Возле тумбы с объявлениями стоял невысокий худенький офицер в серой папахе и бекеше, и приплясывал, пытаясь согреться. Потому как снег вокруг был утоптан, можно было судить, что стоит он здесь давно.
Липатников подошёл к офицеру.
– Позвольте узнать…
– Прапорщик де Боде, – представился тот.
Голос звонкий и приятный. Едва услышав его, Толкачёв с уверенностью был готов сказать «прапорщица», но такого звания в русской армии не существовало, и он промолчал. Липатников молчать не стал. Он прищурился лукаво и спросил:
– Вы же девушка, так?
Это действительно была девушка – лет двадцати, большие серые глаза, раскрасневшиеся на морозце щёки. Военная форма ей определённо шла, однако Толкачёву это всё равно казалось несуразным. Он всегда был принципиально против женского присутствия в армии. Батальон смерти Бочкарёвой, с которым он однажды пересёкся, вызывал у него раздражение. Максимум, на что он соглашался, белый платок сестры милосердия.

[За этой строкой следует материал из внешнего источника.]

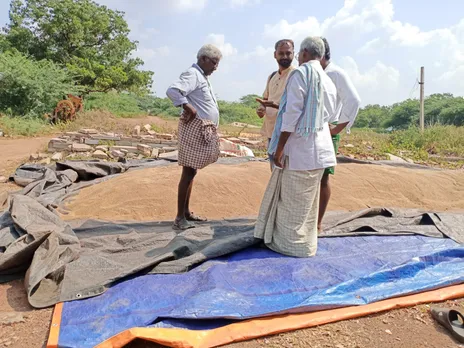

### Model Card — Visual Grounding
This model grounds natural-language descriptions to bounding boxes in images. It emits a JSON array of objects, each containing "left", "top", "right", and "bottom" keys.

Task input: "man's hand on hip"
[
  {"left": 256, "top": 105, "right": 266, "bottom": 118},
  {"left": 180, "top": 104, "right": 197, "bottom": 123},
  {"left": 330, "top": 122, "right": 348, "bottom": 136}
]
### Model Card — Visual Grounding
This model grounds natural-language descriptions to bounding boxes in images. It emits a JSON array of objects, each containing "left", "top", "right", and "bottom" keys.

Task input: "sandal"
[
  {"left": 430, "top": 307, "right": 464, "bottom": 343},
  {"left": 172, "top": 219, "right": 196, "bottom": 231},
  {"left": 185, "top": 212, "right": 208, "bottom": 222}
]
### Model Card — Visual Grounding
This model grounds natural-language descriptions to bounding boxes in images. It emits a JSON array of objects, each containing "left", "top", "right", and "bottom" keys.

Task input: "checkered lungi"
[
  {"left": 254, "top": 161, "right": 324, "bottom": 257},
  {"left": 178, "top": 117, "right": 220, "bottom": 169}
]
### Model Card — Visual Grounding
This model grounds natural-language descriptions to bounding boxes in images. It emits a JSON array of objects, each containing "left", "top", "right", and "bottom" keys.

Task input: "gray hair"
[
  {"left": 197, "top": 44, "right": 222, "bottom": 59},
  {"left": 300, "top": 36, "right": 325, "bottom": 58}
]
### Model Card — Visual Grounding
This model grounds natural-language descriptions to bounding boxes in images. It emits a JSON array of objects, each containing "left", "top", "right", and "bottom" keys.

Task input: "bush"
[
  {"left": 0, "top": 116, "right": 52, "bottom": 136},
  {"left": 0, "top": 52, "right": 80, "bottom": 117},
  {"left": 84, "top": 92, "right": 147, "bottom": 117}
]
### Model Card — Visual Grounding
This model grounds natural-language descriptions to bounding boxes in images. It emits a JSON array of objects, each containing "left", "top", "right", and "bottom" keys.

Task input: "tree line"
[{"left": 0, "top": 0, "right": 464, "bottom": 129}]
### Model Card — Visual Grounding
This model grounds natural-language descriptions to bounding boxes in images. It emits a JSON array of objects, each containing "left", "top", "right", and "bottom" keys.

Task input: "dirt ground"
[
  {"left": 63, "top": 162, "right": 464, "bottom": 220},
  {"left": 0, "top": 138, "right": 464, "bottom": 348}
]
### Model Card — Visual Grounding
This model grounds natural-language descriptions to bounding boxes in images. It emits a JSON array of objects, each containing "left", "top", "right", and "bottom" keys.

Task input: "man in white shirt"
[
  {"left": 166, "top": 45, "right": 222, "bottom": 230},
  {"left": 254, "top": 37, "right": 336, "bottom": 257},
  {"left": 318, "top": 38, "right": 361, "bottom": 231}
]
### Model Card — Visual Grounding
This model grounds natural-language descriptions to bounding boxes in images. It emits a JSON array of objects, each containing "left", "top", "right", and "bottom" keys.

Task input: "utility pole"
[{"left": 419, "top": 66, "right": 424, "bottom": 132}]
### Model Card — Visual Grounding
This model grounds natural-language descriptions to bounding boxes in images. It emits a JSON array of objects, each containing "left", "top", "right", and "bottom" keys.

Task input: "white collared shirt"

– Прапорщик де Боде! – уже чеканным голосом повторила девушка, и стало ясно, что любые сомнения относительно её положения будут как минимум неуместны.
– София! – воскликнула вдруг Катя. – Господи, София! Это ты!
Катя шагнула к прапорщику, схватила её за руки. Та вспыхнула и разве что не завизжала от радости. Толкачёв отвернулся, дабы не видеть это падение достоинства: вот тебе и офицер.
– Машенька, скорее сюда! – захлёбываясь словами, позвала Катя. – Это же наша Сонечка!
Подбежала Маша и уже втроём они защебетали на всю улицу о своём девичьем, вспоминая далёкий Петербург, общих знакомых, выспрашивая о планах и обо всём прочем, что считалось ими невероятно важным и без чего совершенно невозможно было жить дальше. Липатников, глядя на девушек, откровенно наслаждался этим живым проявлением чувств, и вздыхал, словно вспоминал уже что-то своё изрядно забытое и за давностью времени не такое важное. Черешков и Осин стояли в стороне, топтались и безропотно ждали, когда девичье щебетание, наконец, завершится. Толкачёву всё происходящее казалось ужасно нелепым, но он тоже смиренно ждал и смотрел по сторонам.
Новочеркасск заметно отличался от затянутых революционным мороком Москвы и Петербурга. Не было красных патрулей, злобных взглядов. Люди шли по тротуарам, никуда не торопились, не оглядывались со страхом на солдатские шинели. Солдат было немного; несколько человек сбились в кучу у трактира на противоположной стороне площади да одиночки мешались с прохожими на тротуаре. Один солдатик подошёл к Толкачёву, спросил закурить. Толкачёв отрицательно покачал головой, солдатик ухмыльнулся и пошёл дальше.